Under the program, servicers are required to evaluate and send to eligible borrowers a Streamlined Modification letter and Trial Period Plan Notice. To be eligible, a borrower must be at least 90 days, but no more than 720 days, delinquent on mortgages that are at least 12 months old and meet certain other criteria. Borrowers who receive solicitation letters can simply elect to submit the modified payment to begin the trial period without submitting a response package. Borrowers who successfully complete the trial period may enter into a permanent modification.
The Streamlined Modification enables servicers to modify a borrower’s mortgage by adjusting interest rates, extending payment terms to 40 years, and providing principal forbearance for certain underwater borrowers.
In a press release Freddie Mac announced the date change was made because it is “focused on adding momentum to the housing recovery by giving distressed borrowers more options to avoid foreclosure.”
Both Freddie Mac and Fannie Mae are aligned on streamlined modification under the Servicing Alignment Initiative.
Mitigating Alleged Damages Resulting from Default
Following the housing boom, the mortgage industry has seen a flurry of repurchase demands and indemnification requests lodged against loan originators by major national banking institutions, investors, and GSEs such as Fannie Mae and Freddie Mac.
More often than not, the parties making such demands inflate their alleged damages and fail to mitigate the damages they claim. In fact, servicing analysts have customarily included corporate and interest advances through foreclosure when computing damages, instead of alleging their actual damages were equal to the unpaid principal loan balance.
When litigating or settling repurchase demands, loan originators should consider whether servicers properly mitigated their alleged damages. Repurchase claims could be barred in whole or in part by servicer’s failure to maintain and sell the mortgaged property for its full value, timely notify originators of default or foreclosure, and properly service the defaulted loan.
As many borrowers started to lose their jobs and the housing market began to decline, more and more borrowers re-evaluated their options.

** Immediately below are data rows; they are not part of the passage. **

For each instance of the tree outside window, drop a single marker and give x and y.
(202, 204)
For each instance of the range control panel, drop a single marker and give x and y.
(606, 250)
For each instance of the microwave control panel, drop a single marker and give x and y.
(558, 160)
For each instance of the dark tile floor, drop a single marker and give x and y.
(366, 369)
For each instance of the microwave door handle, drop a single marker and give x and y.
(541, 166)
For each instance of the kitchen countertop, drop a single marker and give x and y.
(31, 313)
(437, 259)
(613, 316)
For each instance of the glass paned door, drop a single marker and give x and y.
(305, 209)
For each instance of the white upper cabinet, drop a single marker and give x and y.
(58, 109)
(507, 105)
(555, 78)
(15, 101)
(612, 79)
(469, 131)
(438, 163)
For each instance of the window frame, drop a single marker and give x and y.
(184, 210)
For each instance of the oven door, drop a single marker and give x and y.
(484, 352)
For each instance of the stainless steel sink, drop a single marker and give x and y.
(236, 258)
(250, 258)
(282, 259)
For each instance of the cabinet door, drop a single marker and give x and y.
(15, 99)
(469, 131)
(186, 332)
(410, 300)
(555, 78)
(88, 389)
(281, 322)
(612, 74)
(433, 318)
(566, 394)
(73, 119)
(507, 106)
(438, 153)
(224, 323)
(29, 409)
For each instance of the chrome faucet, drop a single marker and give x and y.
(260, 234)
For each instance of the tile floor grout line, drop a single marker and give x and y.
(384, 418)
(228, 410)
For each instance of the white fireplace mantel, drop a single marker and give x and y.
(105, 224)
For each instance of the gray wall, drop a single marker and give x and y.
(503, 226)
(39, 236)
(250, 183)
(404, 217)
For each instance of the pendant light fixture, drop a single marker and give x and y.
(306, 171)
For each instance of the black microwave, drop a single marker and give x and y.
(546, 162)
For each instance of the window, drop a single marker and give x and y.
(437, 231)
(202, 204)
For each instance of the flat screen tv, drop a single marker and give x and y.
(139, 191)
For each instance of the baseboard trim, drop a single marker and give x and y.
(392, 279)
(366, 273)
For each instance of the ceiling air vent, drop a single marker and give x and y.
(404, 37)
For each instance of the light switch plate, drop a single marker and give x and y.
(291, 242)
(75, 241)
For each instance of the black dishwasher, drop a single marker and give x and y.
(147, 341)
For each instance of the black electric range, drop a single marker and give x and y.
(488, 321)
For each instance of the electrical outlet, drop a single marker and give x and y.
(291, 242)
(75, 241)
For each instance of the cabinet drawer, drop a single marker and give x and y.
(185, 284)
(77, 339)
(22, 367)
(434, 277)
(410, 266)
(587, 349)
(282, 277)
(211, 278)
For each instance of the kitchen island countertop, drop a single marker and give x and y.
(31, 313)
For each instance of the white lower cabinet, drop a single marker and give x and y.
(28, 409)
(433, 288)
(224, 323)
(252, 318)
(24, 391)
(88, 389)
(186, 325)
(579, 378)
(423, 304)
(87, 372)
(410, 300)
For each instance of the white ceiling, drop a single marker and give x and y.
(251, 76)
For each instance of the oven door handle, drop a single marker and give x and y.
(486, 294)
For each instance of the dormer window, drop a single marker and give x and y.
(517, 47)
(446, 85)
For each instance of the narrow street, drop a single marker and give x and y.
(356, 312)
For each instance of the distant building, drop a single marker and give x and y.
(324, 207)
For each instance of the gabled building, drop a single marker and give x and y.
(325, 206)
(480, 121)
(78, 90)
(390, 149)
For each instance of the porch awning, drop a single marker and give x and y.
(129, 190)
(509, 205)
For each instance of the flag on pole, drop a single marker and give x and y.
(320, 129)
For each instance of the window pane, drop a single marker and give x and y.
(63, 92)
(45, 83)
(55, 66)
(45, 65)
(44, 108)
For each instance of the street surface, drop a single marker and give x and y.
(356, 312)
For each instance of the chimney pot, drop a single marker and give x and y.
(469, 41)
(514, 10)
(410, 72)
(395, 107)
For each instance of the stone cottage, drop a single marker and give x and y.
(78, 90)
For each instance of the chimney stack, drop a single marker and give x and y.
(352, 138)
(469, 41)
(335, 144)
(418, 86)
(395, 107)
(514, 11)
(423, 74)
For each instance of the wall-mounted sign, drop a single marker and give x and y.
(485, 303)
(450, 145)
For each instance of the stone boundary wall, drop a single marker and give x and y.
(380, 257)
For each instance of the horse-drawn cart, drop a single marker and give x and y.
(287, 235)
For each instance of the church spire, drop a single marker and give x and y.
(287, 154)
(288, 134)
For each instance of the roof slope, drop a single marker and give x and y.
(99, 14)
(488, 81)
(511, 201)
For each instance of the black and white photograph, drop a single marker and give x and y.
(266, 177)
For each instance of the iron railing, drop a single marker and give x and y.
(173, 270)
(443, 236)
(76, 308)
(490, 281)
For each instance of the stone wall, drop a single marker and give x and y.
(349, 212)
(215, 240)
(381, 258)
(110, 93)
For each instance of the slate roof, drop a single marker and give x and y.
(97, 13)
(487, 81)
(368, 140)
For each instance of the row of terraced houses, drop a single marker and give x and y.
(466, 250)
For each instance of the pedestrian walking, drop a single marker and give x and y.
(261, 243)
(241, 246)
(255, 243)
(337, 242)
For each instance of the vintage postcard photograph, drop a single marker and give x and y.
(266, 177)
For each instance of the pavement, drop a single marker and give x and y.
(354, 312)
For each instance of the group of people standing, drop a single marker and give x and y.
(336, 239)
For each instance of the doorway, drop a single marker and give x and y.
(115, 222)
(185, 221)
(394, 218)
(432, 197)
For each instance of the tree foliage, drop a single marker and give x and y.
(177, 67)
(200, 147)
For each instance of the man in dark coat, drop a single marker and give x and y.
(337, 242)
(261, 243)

During this time, it was not uncommon for servicers to receive hardship letters from borrowers pleading for re-consideration of their loan modification application, who were often told they do not qualify with little explanation. In many instances, programs such as Freddie Mac’s Streamlined Modification could have benefited both parties.
Despite the fact that loan modification programs existed in the years following the demise of the housing market, the most common outcomes were still foreclosures and short sales.
It should also be mentioned, however, that loan originators take the position that a loan modified by a servicer without the originator’s involvement is not the same loan that was sold and therefore is no longer subject to repurchase claims.
Nonetheless, the unwillingness of Fannie and Freddie to properly service defaulted loans and otherwise adopt programs like Streamlined Modification sooner has resulted in their failure to mitigate the damages they now allege.
Fannie and Freddie are a day late and hundreds of millions of dollars short.